A short introduction to Swing

Swing has to do with the rhythm of the music where accented notes are played at roughly twice the emphasis of the non-accented notes. A simple way of explaining this is to say the word “Bicycle.” It’s got three syllables, but the emphasis of the first syllable is roughly twice that of the last two.

Swing is the predominant style of jazz music played from roughly the late 1920s to mid-1940s and music played in this style. Swing is usually, but not always, played by big band ensembles using a rhythm section including drums, bass, sometimes a guitar and almost always a piano, a brass section of trumpets and trombones, and a reed section of saxophones and clarinets.

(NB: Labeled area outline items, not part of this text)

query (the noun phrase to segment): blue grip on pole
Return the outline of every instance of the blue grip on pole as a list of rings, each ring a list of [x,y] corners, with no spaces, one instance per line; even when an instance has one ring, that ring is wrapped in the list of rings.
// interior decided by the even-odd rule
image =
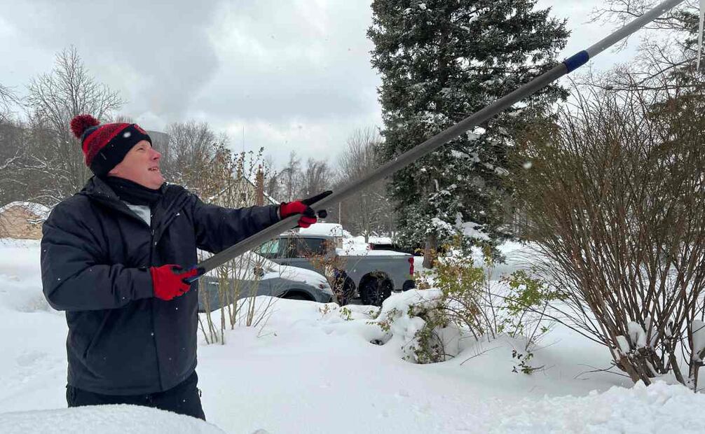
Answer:
[[[588,54],[587,51],[583,50],[563,61],[563,64],[568,69],[568,73],[570,73],[587,63],[589,60],[590,60],[590,55]]]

Musicians and bandleaders who are most known for their contributions to this music include Benny Goodman, Chick Webb, Duke Ellington, Ella Fitzgerald, Count Basie, Billie Holliday, Jimmie Rushing, Slim Gaillard, Lionel Hampton, Slam Stewart, Fats Waller, Nina Simone, Oscar Peterson, Louis Armstrong...and we're just getting started. Many musicians also carried the tradition of hard-swinging rhythm past the Swing era, and bring to us with a whole new generation of Swinging Jazz to listen and dance to.

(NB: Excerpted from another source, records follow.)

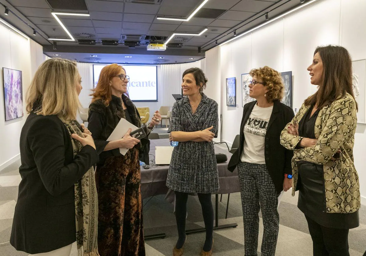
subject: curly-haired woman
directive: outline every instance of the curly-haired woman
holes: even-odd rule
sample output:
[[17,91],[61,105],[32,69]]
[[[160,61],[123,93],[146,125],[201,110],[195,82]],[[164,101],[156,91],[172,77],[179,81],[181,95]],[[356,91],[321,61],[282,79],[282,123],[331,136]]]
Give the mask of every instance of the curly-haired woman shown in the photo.
[[284,87],[281,75],[266,66],[252,69],[249,95],[256,101],[244,106],[239,147],[228,169],[237,167],[240,186],[246,256],[257,255],[259,217],[264,226],[262,255],[274,256],[278,235],[278,197],[292,186],[292,151],[280,144],[281,131],[294,116],[280,102]]

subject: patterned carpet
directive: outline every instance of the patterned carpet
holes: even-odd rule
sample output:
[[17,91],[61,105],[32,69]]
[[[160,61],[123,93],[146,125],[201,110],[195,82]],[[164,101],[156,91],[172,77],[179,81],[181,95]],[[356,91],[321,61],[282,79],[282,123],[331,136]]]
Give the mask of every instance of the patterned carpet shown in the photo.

Lindy Hop: the dance that started it all. You may remember seeing it (poorly) performed on the Gap Khakis Swing ad a few years ago, or in the movie Swing Kids even farther back. It is the original Swing dance, and it was named after Charles A. Lindbergh, the greatest hero of the day. Legend has it that the dance was spontaneously named by one of the Harlem’s best in the day, Shorty George Snowden, when he saw a newspaper whose headline read “Lindy Hops the Atlantic.” Today the Lindy Hop stands as America’s true National Folk Dance. It was first created by African-American kids during the Harlem Renaissance of the 1920s and 30s and danced to the hot new popular music of the day—swing. Like the Swinging Jazz it is danced to, Lindy Hop is improvisational. The original forms of Lindy Hop borrowed from and intermixed with the Charleston and Jazz Steps. Today’s Lindy Hoppers also glean from Tango, Hip Hop, Carolina Shag, and West Coast Swing, just to name a few.

The Lindy Hop has enjoyed a Renaissance in recent years, starting in 1984 when Frankie Manning, a pioneer of the dance in the 1930s and choreographer for the famous troupe Whitey’s Lindy Hoppers, was coaxed out of retirement by Steven Mitchell and Erin Stevens. Interest in Swing music, the Lindy Hop, and surrounding culture spiked in the late 1990s when the Swing craze boomed nationally. The dance today is alive and well, and its practitioners are forging new paths with the timeless dance.